On 2025-11-17 13:13, Martin, Andrew wrote:
[AMD Official Use Only - AMD Internal Distribution Only]

Greetings @Kuehling, Felix,

Thanks for the review comments, please see some discovery comments in lined!  
Patch 2 with the suggested fixes is on its way.

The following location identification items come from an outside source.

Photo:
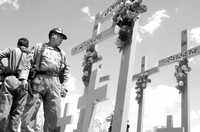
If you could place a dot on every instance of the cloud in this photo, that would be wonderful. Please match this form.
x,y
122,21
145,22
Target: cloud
x,y
195,35
86,10
13,3
153,23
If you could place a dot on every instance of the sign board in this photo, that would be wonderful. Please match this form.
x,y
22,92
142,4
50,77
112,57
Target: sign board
x,y
177,57
104,78
109,11
98,38
148,72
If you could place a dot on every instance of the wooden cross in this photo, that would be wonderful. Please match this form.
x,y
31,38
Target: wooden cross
x,y
88,102
140,101
169,127
65,120
184,94
86,113
98,37
123,92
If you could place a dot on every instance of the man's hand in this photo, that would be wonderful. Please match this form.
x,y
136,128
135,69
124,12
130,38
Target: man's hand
x,y
24,84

Note: I have added 1 change in the new patch (re-running the scan, found it)

file: kfd_crat.c:2360
...
peer_dev = kfd_topology_device_by_proximity_domain_no_lock(nid);
         if (!peer_dev)
                 return -ENODEV;

Hmm, not sure I agree with this one. This is in a loop that looks for XGMI-connected peer devices. Currently we create devices with increasing proximity domains and no gaps. So kfd_topology_device_by_proximity_domain_no_lock should never fail. Maybe in some future scenario where a device was hot-unplugged this assumption may be broken.

To be more robust here, I'd just continue if peer_dev is NULL. That way a topology with gaps doesn't cause the creation of new devices to fail.


...

-----Original Message-----
From: Kuehling, Felix <[email protected]>
Sent: Friday, November 14, 2025 4:48 PM
To: Russell, Kent <[email protected]>; Martin, Andrew
<[email protected]>; [email protected]
Subject: Re: [PATCH] drm/amdkfd: FORWARD NULL

On 2025-11-14 12:02, Russell, Kent wrote:
[AMD Official Use Only - AMD Internal Distribution Only]

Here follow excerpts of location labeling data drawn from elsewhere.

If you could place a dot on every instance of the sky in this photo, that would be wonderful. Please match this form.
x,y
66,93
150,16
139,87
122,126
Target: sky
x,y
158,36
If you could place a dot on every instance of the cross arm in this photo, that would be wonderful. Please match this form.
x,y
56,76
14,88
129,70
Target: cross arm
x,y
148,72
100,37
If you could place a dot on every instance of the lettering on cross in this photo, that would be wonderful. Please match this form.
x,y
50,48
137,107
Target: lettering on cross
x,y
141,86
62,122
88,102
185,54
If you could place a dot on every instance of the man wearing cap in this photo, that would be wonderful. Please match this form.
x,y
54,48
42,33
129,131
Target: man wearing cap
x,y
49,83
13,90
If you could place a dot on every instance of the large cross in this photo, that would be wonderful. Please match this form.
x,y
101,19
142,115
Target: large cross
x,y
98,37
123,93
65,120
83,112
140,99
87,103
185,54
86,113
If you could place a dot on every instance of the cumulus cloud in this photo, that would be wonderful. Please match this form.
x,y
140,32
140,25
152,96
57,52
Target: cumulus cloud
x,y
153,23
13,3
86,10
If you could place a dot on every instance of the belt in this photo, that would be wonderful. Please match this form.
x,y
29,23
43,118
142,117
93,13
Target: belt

-----Original Message-----
From: amd-gfx <[email protected]> On Behalf Of
Andrew Martin
Sent: Friday, November 14, 2025 9:41 AM
To: [email protected]
Cc: Martin, Andrew <[email protected]>
Subject: [PATCH] drm/amdkfd: FORWARD NULL

This patch fixes issues when the code moves forward with a potential
NULL pointer, without checking.

Signed-off-by: Andrew Martin <[email protected]>
---
   drivers/gpu/drm/amd/amdgpu/amdgpu_amdkfd_fence.c | 2 ++
   drivers/gpu/drm/amd/amdkfd/kfd_debug.c           | 6 +++++-
   drivers/gpu/drm/amd/amdkfd/kfd_process.c         | 3 +++
   3 files changed, 10 insertions(+), 1 deletion(-)

diff --git a/drivers/gpu/drm/amd/amdgpu/amdgpu_amdkfd_fence.c
b/drivers/gpu/drm/amd/amdgpu/amdgpu_amdkfd_fence.c
index 1ef758ac5076..71b7db5de69f 100644
--- a/drivers/gpu/drm/amd/amdgpu/amdgpu_amdkfd_fence.c
+++ b/drivers/gpu/drm/amd/amdgpu/amdgpu_amdkfd_fence.c
@@ -104,6 +104,8 @@ static const char
*amdkfd_fence_get_driver_name(struct
dma_fence *f)
   static const char *amdkfd_fence_get_timeline_name(struct dma_fence *f)
   {
        struct amdgpu_amdkfd_fence *fence = to_amdgpu_amdkfd_fence(f);
+     if (!fence)
+             return NULL;
Felix can hopefully confirm, but we may need to have something here,
since the references here expect something. Like in #define
AMDGPU_JOB_GET_TIMELINE_NAME(job) \
job->base.s_fence->finished.ops->get_timeline_name(&job->base.s_fence-
finished)
For amdgpu Job fences the above makes sense. But KFD fences are our evictions
fences. There is no job associated with them.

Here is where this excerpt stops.